Auf den Seiten www.zerohedge.com
sind auf Graphiken einige Zahlen dazu aufbereitet. Sie zeigen, daß
Japan bereits ab 2020 in eine Lage kommt, von der niemand vorhersagen
kann, wie sie bewältigt werden könnte, und die sich in den kommenden
Jahrzehnten nach derzeitigen Maßstäben als unlösbar herausstellen wird.
Einerseits ist das Land extrem überschuldet. Der Spielraum der Politik
wird also immer geringer, zumal die Steuerlast bereits sehr hoch ist.

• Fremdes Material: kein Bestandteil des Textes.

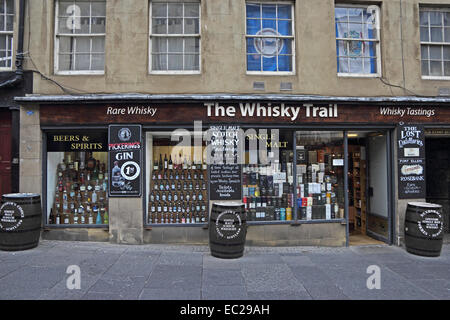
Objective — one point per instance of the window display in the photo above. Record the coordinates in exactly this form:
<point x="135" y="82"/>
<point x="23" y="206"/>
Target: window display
<point x="77" y="188"/>
<point x="178" y="184"/>
<point x="320" y="175"/>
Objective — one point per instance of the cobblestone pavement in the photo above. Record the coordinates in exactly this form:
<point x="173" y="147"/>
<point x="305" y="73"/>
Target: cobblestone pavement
<point x="172" y="272"/>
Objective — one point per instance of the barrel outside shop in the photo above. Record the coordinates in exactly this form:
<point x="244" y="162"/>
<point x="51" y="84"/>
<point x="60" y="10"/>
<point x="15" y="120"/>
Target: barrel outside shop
<point x="20" y="221"/>
<point x="424" y="229"/>
<point x="227" y="230"/>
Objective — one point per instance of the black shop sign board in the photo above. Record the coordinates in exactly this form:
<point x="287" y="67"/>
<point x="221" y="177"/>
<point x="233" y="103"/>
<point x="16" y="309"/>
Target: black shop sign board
<point x="125" y="160"/>
<point x="225" y="178"/>
<point x="411" y="161"/>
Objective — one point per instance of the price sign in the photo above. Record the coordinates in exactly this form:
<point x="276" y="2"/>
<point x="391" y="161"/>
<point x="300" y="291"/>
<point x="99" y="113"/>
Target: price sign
<point x="125" y="158"/>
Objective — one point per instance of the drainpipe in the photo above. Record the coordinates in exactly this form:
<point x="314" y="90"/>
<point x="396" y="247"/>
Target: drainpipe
<point x="19" y="54"/>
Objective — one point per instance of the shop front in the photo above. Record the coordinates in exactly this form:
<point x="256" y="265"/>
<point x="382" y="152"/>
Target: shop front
<point x="147" y="169"/>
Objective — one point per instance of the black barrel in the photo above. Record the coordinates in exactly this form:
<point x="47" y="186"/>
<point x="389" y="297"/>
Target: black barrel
<point x="20" y="221"/>
<point x="227" y="230"/>
<point x="424" y="229"/>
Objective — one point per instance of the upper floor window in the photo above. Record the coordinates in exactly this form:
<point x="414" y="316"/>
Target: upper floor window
<point x="6" y="33"/>
<point x="175" y="37"/>
<point x="435" y="42"/>
<point x="270" y="37"/>
<point x="357" y="40"/>
<point x="80" y="37"/>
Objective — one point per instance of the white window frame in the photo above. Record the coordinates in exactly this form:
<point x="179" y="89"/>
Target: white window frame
<point x="173" y="35"/>
<point x="377" y="42"/>
<point x="430" y="43"/>
<point x="292" y="37"/>
<point x="56" y="49"/>
<point x="9" y="33"/>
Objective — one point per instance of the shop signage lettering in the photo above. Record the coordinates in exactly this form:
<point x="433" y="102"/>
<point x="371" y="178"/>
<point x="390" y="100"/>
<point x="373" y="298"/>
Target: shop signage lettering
<point x="125" y="159"/>
<point x="407" y="111"/>
<point x="143" y="110"/>
<point x="61" y="142"/>
<point x="411" y="162"/>
<point x="256" y="109"/>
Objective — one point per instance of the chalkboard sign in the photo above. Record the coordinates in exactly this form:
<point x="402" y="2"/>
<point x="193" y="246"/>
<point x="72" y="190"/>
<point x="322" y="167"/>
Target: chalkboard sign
<point x="225" y="175"/>
<point x="411" y="162"/>
<point x="125" y="160"/>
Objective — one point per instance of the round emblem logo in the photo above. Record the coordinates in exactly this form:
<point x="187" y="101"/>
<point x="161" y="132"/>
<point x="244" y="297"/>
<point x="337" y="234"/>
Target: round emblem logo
<point x="228" y="224"/>
<point x="11" y="216"/>
<point x="430" y="223"/>
<point x="124" y="134"/>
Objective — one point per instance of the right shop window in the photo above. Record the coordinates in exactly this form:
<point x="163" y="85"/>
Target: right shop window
<point x="320" y="175"/>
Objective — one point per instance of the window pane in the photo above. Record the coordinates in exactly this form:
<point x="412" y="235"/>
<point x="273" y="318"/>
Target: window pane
<point x="424" y="52"/>
<point x="436" y="35"/>
<point x="99" y="9"/>
<point x="355" y="31"/>
<point x="159" y="9"/>
<point x="159" y="26"/>
<point x="98" y="62"/>
<point x="425" y="71"/>
<point x="424" y="18"/>
<point x="192" y="45"/>
<point x="254" y="62"/>
<point x="159" y="62"/>
<point x="424" y="34"/>
<point x="159" y="45"/>
<point x="285" y="27"/>
<point x="175" y="45"/>
<point x="98" y="25"/>
<point x="320" y="175"/>
<point x="447" y="68"/>
<point x="175" y="26"/>
<point x="83" y="45"/>
<point x="435" y="18"/>
<point x="355" y="15"/>
<point x="191" y="62"/>
<point x="436" y="52"/>
<point x="269" y="11"/>
<point x="435" y="68"/>
<point x="98" y="44"/>
<point x="175" y="62"/>
<point x="253" y="10"/>
<point x="191" y="26"/>
<point x="191" y="10"/>
<point x="175" y="10"/>
<point x="82" y="62"/>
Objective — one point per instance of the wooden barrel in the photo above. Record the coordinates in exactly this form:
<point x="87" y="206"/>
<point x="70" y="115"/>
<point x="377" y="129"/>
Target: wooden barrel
<point x="424" y="229"/>
<point x="227" y="230"/>
<point x="20" y="221"/>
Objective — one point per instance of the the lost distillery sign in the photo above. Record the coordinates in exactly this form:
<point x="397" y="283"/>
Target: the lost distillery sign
<point x="125" y="160"/>
<point x="411" y="162"/>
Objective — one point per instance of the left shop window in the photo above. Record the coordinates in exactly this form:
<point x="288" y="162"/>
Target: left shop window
<point x="77" y="179"/>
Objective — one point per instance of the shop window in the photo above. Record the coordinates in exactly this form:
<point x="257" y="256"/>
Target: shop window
<point x="77" y="179"/>
<point x="175" y="37"/>
<point x="80" y="37"/>
<point x="435" y="42"/>
<point x="6" y="33"/>
<point x="320" y="175"/>
<point x="270" y="37"/>
<point x="357" y="40"/>
<point x="268" y="176"/>
<point x="177" y="181"/>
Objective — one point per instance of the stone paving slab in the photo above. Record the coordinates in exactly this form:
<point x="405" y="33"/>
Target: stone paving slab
<point x="174" y="272"/>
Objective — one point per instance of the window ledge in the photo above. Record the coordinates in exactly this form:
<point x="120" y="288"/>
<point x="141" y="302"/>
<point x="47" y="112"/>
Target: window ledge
<point x="443" y="78"/>
<point x="358" y="75"/>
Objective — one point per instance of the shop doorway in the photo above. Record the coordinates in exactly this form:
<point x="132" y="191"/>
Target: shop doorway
<point x="438" y="172"/>
<point x="369" y="212"/>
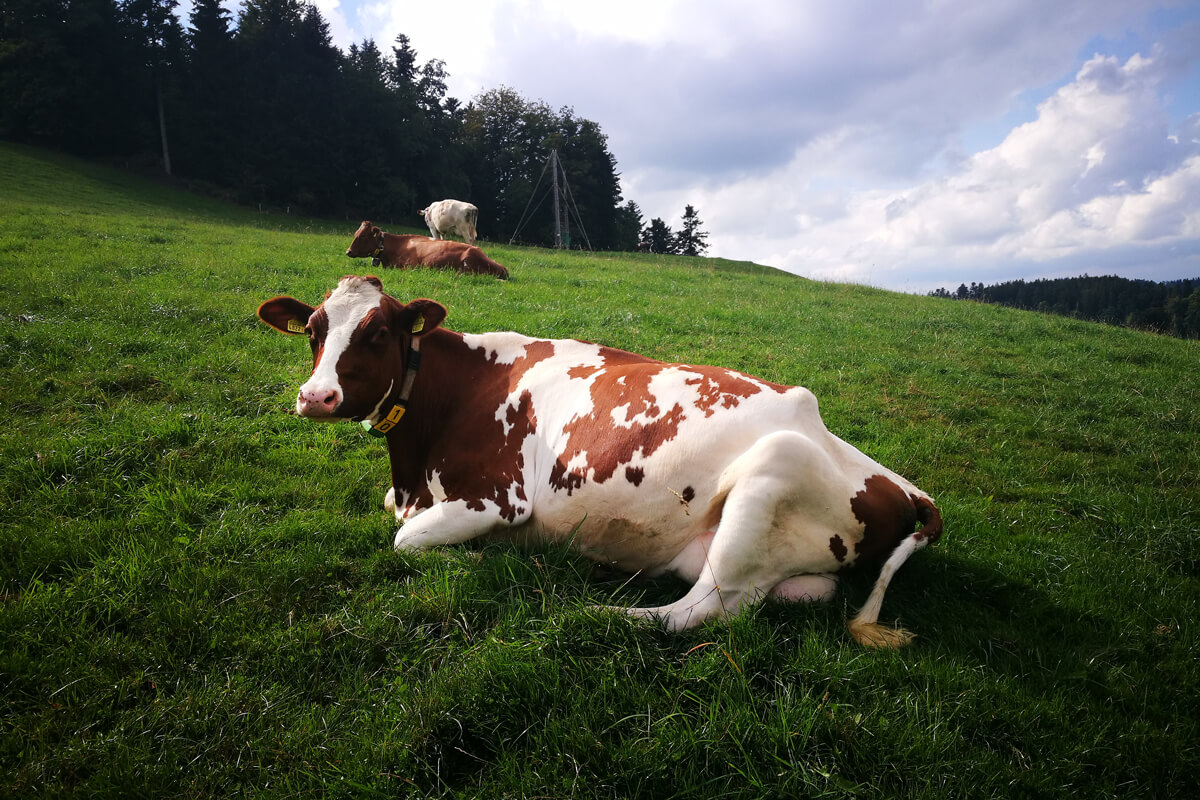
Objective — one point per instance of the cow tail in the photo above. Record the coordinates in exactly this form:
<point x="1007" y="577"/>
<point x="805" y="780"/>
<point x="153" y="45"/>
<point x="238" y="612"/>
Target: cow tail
<point x="930" y="519"/>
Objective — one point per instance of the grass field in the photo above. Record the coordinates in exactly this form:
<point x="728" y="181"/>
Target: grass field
<point x="198" y="597"/>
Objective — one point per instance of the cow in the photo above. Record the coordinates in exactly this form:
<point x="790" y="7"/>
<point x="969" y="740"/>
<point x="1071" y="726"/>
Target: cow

Anderseits ist die Sparquote, mit der sich Japan finanziert, womit in
der jüngeren Vergangenheit bereits so viel ausgeglichen wurde, schon in
den letzten Jahren drastisch gefallen. Woher also soll nun dieses Geld
in Zukunft kommen?
Denn
dann kommt noch die Situation der Arbeitskräfte, auf denen immer noch
jede Wirtschaft der Welt aufbaut. Auch eine Finanzwirtschaft, die sich
ja nur auf diese ganz reale Leistung einer Bevölkerung bezieht und
beziehen kann. Denn insgeheim wissen gerade die Finanzjongleure
Houdini'scher Konfektion am allerbesten, daß ihr Spiel nur von einem
abhängt: Vom einzelnen Menschen ganz am Anfang der Wertschöpfungskette,
als Arbeiter, als Konsument, als Bürger.
Während
aber heute noch 80 Millionen Japaner in Arbeitsprozessen stehen, werden
es bis 2060 nur noch 40 Millionen sein. Wer wird aber dann die
Wirtschaftsleistung noch erbringen? Wer wird die Steuern abführen, mit
denen einerseits die Staatskredite zu bezahlen, anderseits die Renten
bezahlt werden sollen? Die Spielräume zu weiteren Eingriffen sind noch
dazu bereits jetzt derartig ausgereizt, daß die japanischen Regierungen
schon in den letzten Jahren vor dem Dilemma standen, daß sie kaum noch
Handlungsspielraum hatten! Und woher sollen die Kredite kommen, mit
denen solche Politik noch finanzierbar wäre?
Das
Fazit erzeugt ein Gefühl eines Kinobesuchers, der in einem Blockbuster
sitzt, dessen Ausgang immer ungewisser wird. Der sich stattdessen immer
noch im Aufbau der Spannung befindet, in dem immer noch mehr Faktoren
eintreten, die auf den Punkt einer ultimativen Katastrophe zusteuern, so
weit ahnt es der Zuschauer längt. Er nimmt also seine Popcornpackung,
futtert blind in sich hinein, und rutscht immer tiefer in seinen Stuhl -
dann alles das verspricht ein wirkliches Schlußszenario! Bisher war man
ja gewöhnt, daß irgendwie irgendwelche Umstände die rettende Kavallerie
spielten, mal mehr, mal weniger glaubwürdig. Diesmal aber läuft es auf
etwas Seltsames zu: man kann sich immer weniger vorstellen, wie sich
dieses Land noch befreien soll. Schon jetzt scheint die einzige
Möglichkeit jene, die auch in der griechischen Tragödie einen
gesellschaftlichen Zustand anzeigte, der kurz vor der Klippe eines
völligen Verfalls stand: Wenn der Deus ex machina, eine Bühnenmaschine,
willkürlich eingreift.
Eine
Lösung, über deren Vernünftigkeit aber niemand mehr Auskunft geben
kann, weil sie nicht mehr in der Vernunft vorgesehen ist. Die deshalb
einen Zustand der Entwirklichung anzeigt, dem im antiken Griechenland
nur noch die Komödie und dann die beißende Satire folgte, wo niemand
mehr jemanden ernstnimmt. Es ist also von größtem Interesse zu schauen,
ob sich nicht irgendwo jene Maschine abzeichnet, an der Japans Regierung
(oder irgendwelche Weltmächte, dann Japan ist ja nur Vorreiter einer
Entwicklung, die sich in sehr vielen Staaten der Welt abzeichnet)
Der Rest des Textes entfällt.